Eine starke emotionale Bindung dürfte besonders zwischen Müttern und ihren Kindern bestanden haben, die sich zum Teil als eine Abwehrreaktion auf die in der Arbeiterschaft weit verbreitete, durch Alkoholismus verstärkte Brutalität der Männer gegenüber ihren Frauen und Kindern erklären läßt. Die Mutter übernahm in diesem Fall eine Schutzfunktion und spielte generell durch ihre häufigere Anwesenheit im Hause sowie durch ihre Selbstaufopferung eine große Rolle im Leben der Kinder.[50] Insofern scheint der Mutterkult durchaus eine gewisse Entsprechung in der Familiensituation der Arbeiterschaft gefunden zu haben.

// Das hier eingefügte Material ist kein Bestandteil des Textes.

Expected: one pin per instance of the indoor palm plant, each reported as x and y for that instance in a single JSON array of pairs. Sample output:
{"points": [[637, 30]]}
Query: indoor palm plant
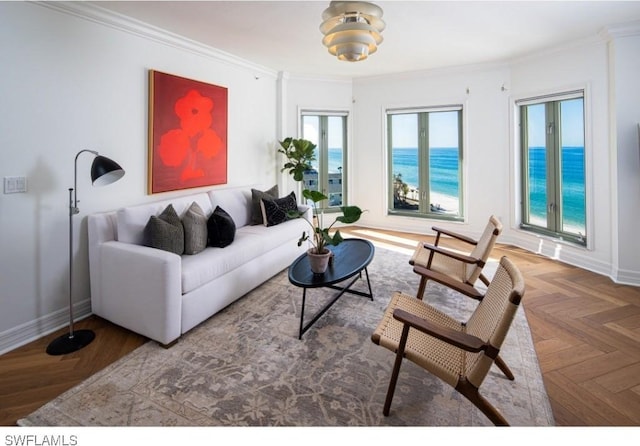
{"points": [[320, 237], [300, 153]]}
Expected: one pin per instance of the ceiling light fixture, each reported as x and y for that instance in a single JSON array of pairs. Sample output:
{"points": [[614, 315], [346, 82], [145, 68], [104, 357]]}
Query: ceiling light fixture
{"points": [[352, 29]]}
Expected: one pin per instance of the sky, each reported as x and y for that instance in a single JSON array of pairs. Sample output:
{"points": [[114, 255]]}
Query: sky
{"points": [[443, 128], [572, 122]]}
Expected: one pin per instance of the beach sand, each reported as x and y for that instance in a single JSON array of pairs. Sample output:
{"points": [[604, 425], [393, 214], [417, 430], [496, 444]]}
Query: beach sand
{"points": [[446, 203]]}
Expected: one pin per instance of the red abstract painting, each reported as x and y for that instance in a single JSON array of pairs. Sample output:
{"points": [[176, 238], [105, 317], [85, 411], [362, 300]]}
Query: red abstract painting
{"points": [[187, 133]]}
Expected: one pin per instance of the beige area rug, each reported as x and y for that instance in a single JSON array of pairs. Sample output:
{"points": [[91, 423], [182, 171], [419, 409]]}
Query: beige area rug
{"points": [[245, 366]]}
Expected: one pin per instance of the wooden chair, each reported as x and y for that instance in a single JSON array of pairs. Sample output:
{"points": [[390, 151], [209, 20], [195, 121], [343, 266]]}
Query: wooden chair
{"points": [[460, 354], [452, 268]]}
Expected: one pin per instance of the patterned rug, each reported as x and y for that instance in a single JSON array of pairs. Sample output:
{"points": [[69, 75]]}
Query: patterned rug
{"points": [[245, 366]]}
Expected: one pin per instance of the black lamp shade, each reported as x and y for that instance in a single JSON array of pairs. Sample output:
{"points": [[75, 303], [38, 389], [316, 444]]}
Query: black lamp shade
{"points": [[105, 171]]}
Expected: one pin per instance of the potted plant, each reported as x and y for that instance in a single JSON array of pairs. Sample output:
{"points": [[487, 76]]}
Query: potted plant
{"points": [[320, 236], [299, 153]]}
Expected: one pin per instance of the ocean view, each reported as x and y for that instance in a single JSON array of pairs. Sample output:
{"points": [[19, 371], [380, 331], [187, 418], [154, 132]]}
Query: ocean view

Zuletzt sei noch kurz auf die Wohnverhältnisse und Familienformen der arbeitenden Schichten eingegangen. ANDERSONS Studie über Preston zeigt, daß das dominante Modell in der Arbeiterschaft die Kernfamilie gewesen ist und lediglich 23% der Haushalte über die Mitglieder der Kleinfamilie hinaus auch Verwandte zweiten Grades umfaßten.[51] Ein weiteres Charakteristikum der Arbeiterhaushalte war die Koresidenz von nicht zur Familie gehörenden Personen, meist Untermieter.[52] Da es sich bei den Untermietern vorwiegend um unverheiratete oder verwitwete Personen handelte, deren durchschnittliche Zahl bei 2 Kopf pro Haushalt lag, gelang es meist, sie in das Familienleben der Arbeiter zu integrieren.[53] Große Mietshäuser, die von dem auf Intimität der häuslichen Sphäre bedachten Bürgertum mit außerordentlichem Mißtrauen betrachtet und als Brutstätten des Lasters sowie als Bedrohung der Integrität der Familie angesehen wurden, waren in der Arbeiterschaft wohl die Ausnahme. Die meisten verheirateten Paare standen ihrem eigenen Haushalt vor, und lediglich Jungverheiratete, kinderlose Ehepaare lebten während der ersten Jahre ihrer Ehe im Haushalt von Verwandten oder zur Untermiete.[54] Die beschriebenen Wohnverhältnisse von Arbeiterfamilien in den Textilindustriegebieten deuten darauf hin, daß zumindest dort die Grundvoraussetzungen für die Rezeption der viktorianischen Heimidologie vorhanden waren, nämlich der eigene Haushalt und in vielen Fällen die alleinige Bewohnung eines ganzen Hauses. Allerdings gibt eine quantitative Analyse noch keinen Aufschluß über die Qualität der Wohnsituation in der Arbeiterschaft. Diese blieb in der Mehrzahl der Fälle weit hinter den Vorstellungen des Bürgertums über Privatheit und Komfort zurück.[55]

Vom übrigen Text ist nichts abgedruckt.